# My 20Gal first try journal



## Marcom1234 (Aug 16, 2006)

ok here we go ... starting with a basic plant package .. nothing fancy i don't think and im just gonna try learning how to keep things alive lol 

it's an old 20 gal tank with scratches in the glass 

65 watts of CF light ... have a photoperiod of 10 hours

using GW ferts and doing EI dosing ... some confusion here.... there are two plans... one or 10 to 20 gal and one for 20 to actuall i forgot ... but the point being 20 gal fits both so i started with the lower dosing. dosing potassium nitrate, potassium phosphate and plantex.

again my memory is failing me but i have either laterite gravel or flourite gravel mixxed with some basic plain gravel.

im using DIY co2 blowing into an old biowheel filter without the biowheels on... just a gauze mechanical filter. using the mindset that the gauze might help hold the co2 a bit longer  

anything else anyone wants to know?
More pics as the night goes on lol im planting as i go so i can make changes if anyone makes a suggestion.


----------



## trenac (Jul 16, 2004)

Looking good, so far


----------



## Marcom1234 (Aug 16, 2006)

ok here a bit more


----------



## Marcom1234 (Aug 16, 2006)

ok here are a few more


----------



## Marcom1234 (Aug 16, 2006)

oops lol  ok let me try this again


----------



## Marcom1234 (Aug 16, 2006)

thanks alot trenac  i am not very artistic so im giving this a whirl lol


----------



## Marcom1234 (Aug 16, 2006)

No one wants to critique my tank?  any suggestions?


----------



## neonfish3 (Feb 12, 2004)

I liked the tank, till you put the Anubias right in the middle of the tank. I think the Anubias would look better up on the wood. And the dwarf sag. is too tall for such a center placment. They would look better over near the sides in the front. I liked the open center, with the driftwood leading your eye to the back of the tank.
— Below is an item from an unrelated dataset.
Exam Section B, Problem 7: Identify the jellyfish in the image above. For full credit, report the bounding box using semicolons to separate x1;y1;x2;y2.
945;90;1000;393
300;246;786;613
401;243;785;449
Maybe a shorter forground plant in front, like hairgrass, glosso,...etc
I did a quick edit with PS elements to see how that would look.
What is that large leafed crypt in the back?
Just my ideas....... I love the wood and ferns.


----------



## cs_gardener (Apr 28, 2006)

Its a good start, I like the wood with the ferns. I agree with neonfish that the grass in front is too tall though. Don't hide your neat wood! A shorter/finer foreground would be better.


----------



## Marcom1234 (Aug 16, 2006)

here was the final project that i didn't have time to post... 

i like your ideas neonfish.... but now that i have added more stuff how would you change your idea ... if you would change it.
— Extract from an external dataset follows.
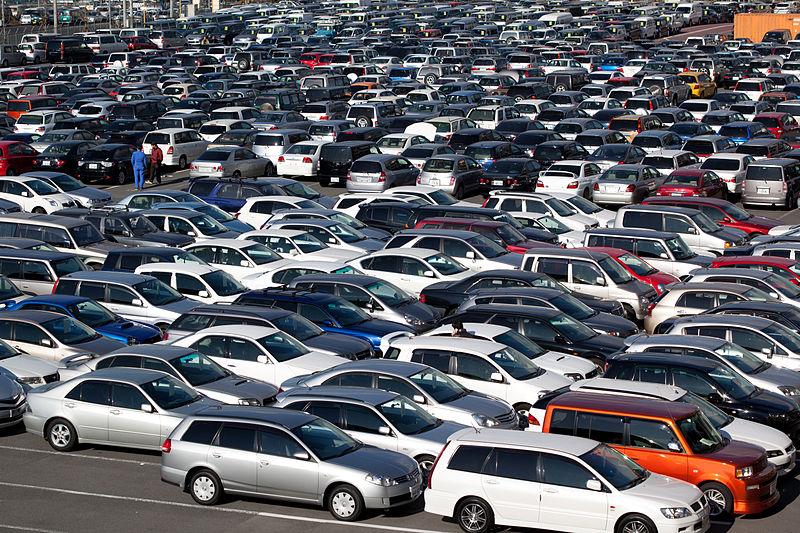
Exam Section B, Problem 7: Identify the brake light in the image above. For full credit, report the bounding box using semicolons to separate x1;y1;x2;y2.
428;441;450;490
i feel i have too many plants but have to use them since i paid for them lol  

but i do appreciate your response and look forward to your advice now that the tank has all the plants in it. if i have to i will pull some plants.

MArco


----------



## neonfish3 (Feb 12, 2004)

Hey, Marco
My advise is still pretty much the same.

I do like it more with the Anacharis in the other corner. It kinda looks like you planted the stem plants in one bunch, though. If you did, you should seperate the stems and plant individually or in 2-3 stems together at the most.
And I don't think you have too many plant, infact, not enough! The more plants you start out with, the better, expecially fast growing stem plants. You can always remove some of them later, and sell, trade, donate them.
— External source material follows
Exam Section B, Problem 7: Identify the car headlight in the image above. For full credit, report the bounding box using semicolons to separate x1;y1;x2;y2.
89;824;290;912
Did you start ferts yet? I follow this plan for one of my 20's:
*20-40 Gallon Aquariums 
*+/- ¼ tsp KN03 3x a week
+/- 1/16 tsp KH2P04 3x a week
+/- 1/16 tsp (5ml) Trace Elements 3x a week
50% weekly water change (copied from John N.'s sticky on EI dosing)

Is your gravel,filter and media inside it, brand new?
I would get a couple fish in there, to get a cycle going and to graze on the algae *every new tank* gets. A couple otto's and 2-3 black mollys or SAE's are my favorite starter fish. If I don't like them later, out they go back to the store or another tank.

my 0.0002¢ worth


----------



## Marcom1234 (Aug 16, 2006)

hello neonfish.
i am using this dosing schedule
10- 20 Gallon Aquariums
+/- 1/8 tsp KN03 (N) 3x a week 
+/- 1/32 tsp KH2P04 (P) 3x a week
+/- 1/32 tsp (2ml) Trace Elements 3x a week
50% weekly water change

you think i should go to the next higher?

so the two bunches of stem plants in eaither back corner should be spread out some? i <being a newbie> keep feeling like im crowding the tank and it has no decent "look" to it.

and i thought i was supposed to plant stems in bunches.. or does that mean just close together? cause if i try to plant the water wisteria on the left close but not together i keep knocking the other one i just planted loose. it seems any sort of bump into those knocks them loose.
so i took the same approch to the ones on the right also... 
although it seems those might hold better with the rings of mini leaves on it.

also the gravel and filter are cycled already. the filter was in my 55 gal for a long time and then had about 6 danios in the tank for the plants with the gravel and the filter for over a month before getting my plants.

right now i have a little catfish of some sort and a chinese algae eater in there.


----------



## neonfish3 (Feb 12, 2004)

> i am using this dosing schedule
> 10- 20 Gallon Aquariums
> +/- 1/8 tsp KN03 (N) 3x a week
> +/- 1/32 tsp KH2P04 (P) 3x a week
> ...


No, to start out, this dosing should be fine. In a couple weeks when the plants start growing more, you can up it to the next level. Its hard to say, it depends,, watch the plants,, keep your CO2 levels up there 20-30ppm. The Hygrophilia difformis and Anacharis should grow like gangbusters. You'll be trimming in no time.


> So the two bunches of stem plants in either back corner should be spread out some?


YES, trim the leaves off an inch or two of the bottom of the stem,, and plant them deep. Try not to bury any of the leaves, 'cause they wil rot.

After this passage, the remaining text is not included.